Try a conical (cone) drill or if you have a router with a bevelling cutter


----------



## bullseyeben! (Apr 24, 2011)

I have heaps of attachments at work just for that... will get a photo on Monday... in the mean time you could try a counter sink piece and just tap about 5mm in and round file it out..?


----------



## Hit and run (May 14, 2011)

If you have a router you could use a chamfer bit with a bearing at the tip (will probably work on a drill-press) (search google images for chamfer bit)

If a round edge is acceptable you could take a long strip of sandpaper (0.5 to 1 cm wide), put it through the hole and "saw" the edge away. (This will give a better result than just sanding it with your finger, and is faster.)


----------



## Hrawk (Oct 25, 2010)

Get yourself a small trim router. Should set you back no more than about $30 and the same again for a set of router bits including 45 degree chamfer and round over.

The easiest way to cut slots for bands too.


----------



## Jacktrevally (Feb 14, 2011)

You can't go wrong with a countersinking bit. It will chamfer any diameter hole less than the size of the bit.


----------



## justplainduke (May 31, 2011)

Those are all great ideas; thank you!
I'm trying to avoid power tools and am working with small and large diameters. The drill is the only power tool that I give in to








FYI: In design engineering the hole chamfer that appears as 45 deg is called out as a 90 deg chamfer because it is measured across the diameter of the hole thus doubling the degree to 90.


----------



## Ted (May 27, 2011)

Thanks, I didn't know that about how they call a chamfer. Another thing you might try is to take a small piece of sandpaper and kind of roll it into a cone shape, with the rough side of the sandpaper facing out, and then twist that in the hole to chamfer the edge. This may help get an even bevel all the way around the hole.


----------



## Bert (Mar 20, 2011)

Like said, a 90° countersink bit and finish as normal. I've got one that's 15 mm dia. so that's the hole limit


----------



## Hrawk (Oct 25, 2010)

I admire your dedication to hand tools, it certainly adds that extra personal touch to everything you make not to mention the immense satisfaction of knowing you did it all by hand.

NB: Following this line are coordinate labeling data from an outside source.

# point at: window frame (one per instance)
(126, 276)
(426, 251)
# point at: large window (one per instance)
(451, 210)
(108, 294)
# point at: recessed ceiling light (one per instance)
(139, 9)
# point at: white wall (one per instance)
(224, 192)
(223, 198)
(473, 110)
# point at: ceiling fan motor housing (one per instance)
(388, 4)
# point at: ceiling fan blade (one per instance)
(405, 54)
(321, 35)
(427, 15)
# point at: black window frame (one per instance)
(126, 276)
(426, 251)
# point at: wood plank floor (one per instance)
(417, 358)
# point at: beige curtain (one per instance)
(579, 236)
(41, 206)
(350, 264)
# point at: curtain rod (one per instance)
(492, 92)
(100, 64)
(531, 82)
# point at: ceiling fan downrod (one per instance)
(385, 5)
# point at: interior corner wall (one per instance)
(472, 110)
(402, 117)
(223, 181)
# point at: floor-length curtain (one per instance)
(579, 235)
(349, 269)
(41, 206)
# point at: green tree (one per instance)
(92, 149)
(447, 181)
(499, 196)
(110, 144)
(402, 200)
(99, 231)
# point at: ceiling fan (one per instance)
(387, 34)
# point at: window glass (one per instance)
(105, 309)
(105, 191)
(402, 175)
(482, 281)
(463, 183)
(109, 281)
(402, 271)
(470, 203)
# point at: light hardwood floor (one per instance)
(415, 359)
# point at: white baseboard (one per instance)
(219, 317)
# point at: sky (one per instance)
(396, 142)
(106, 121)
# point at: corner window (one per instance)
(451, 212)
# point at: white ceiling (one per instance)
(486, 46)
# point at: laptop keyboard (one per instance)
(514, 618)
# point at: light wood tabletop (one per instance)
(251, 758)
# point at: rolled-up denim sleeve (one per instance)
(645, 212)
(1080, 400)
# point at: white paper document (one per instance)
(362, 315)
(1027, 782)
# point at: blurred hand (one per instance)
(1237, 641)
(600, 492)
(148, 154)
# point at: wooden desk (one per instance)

You can easily make hand tool to do this. If you can fashion yourself a wooden cone (or just use an old funnel or similar shaped object), then glue up a piece of sandpaper and start twisting. Make a handle or a shaft that you can fit into your drill.


----------



## justplainduke (May 31, 2011)

Hrawk said:


> I admire your dedication to hand tools, it certainly adds that extra personal touch to everything you make not to mention the immense satisfaction of knowing you did it all by hand.
> 
> You can easily make hand tool to do this. If you can fashion yourself a wooden cone (or just use an old funnel or similar shaped object), then glue up a piece of sandpaper and start twisting. Make a handle or a shaft that you can fit into your drill.


Thank you! This should do the trick


----------



## justplainduke (May 31, 2011)

I used your ideas and had good success, thank you all!!!
I ended up making a cone out of 100 grit and then inserting a dowel, while spinning the dowel between my palms. After a few moments I had the desired effect. Thanks!


----------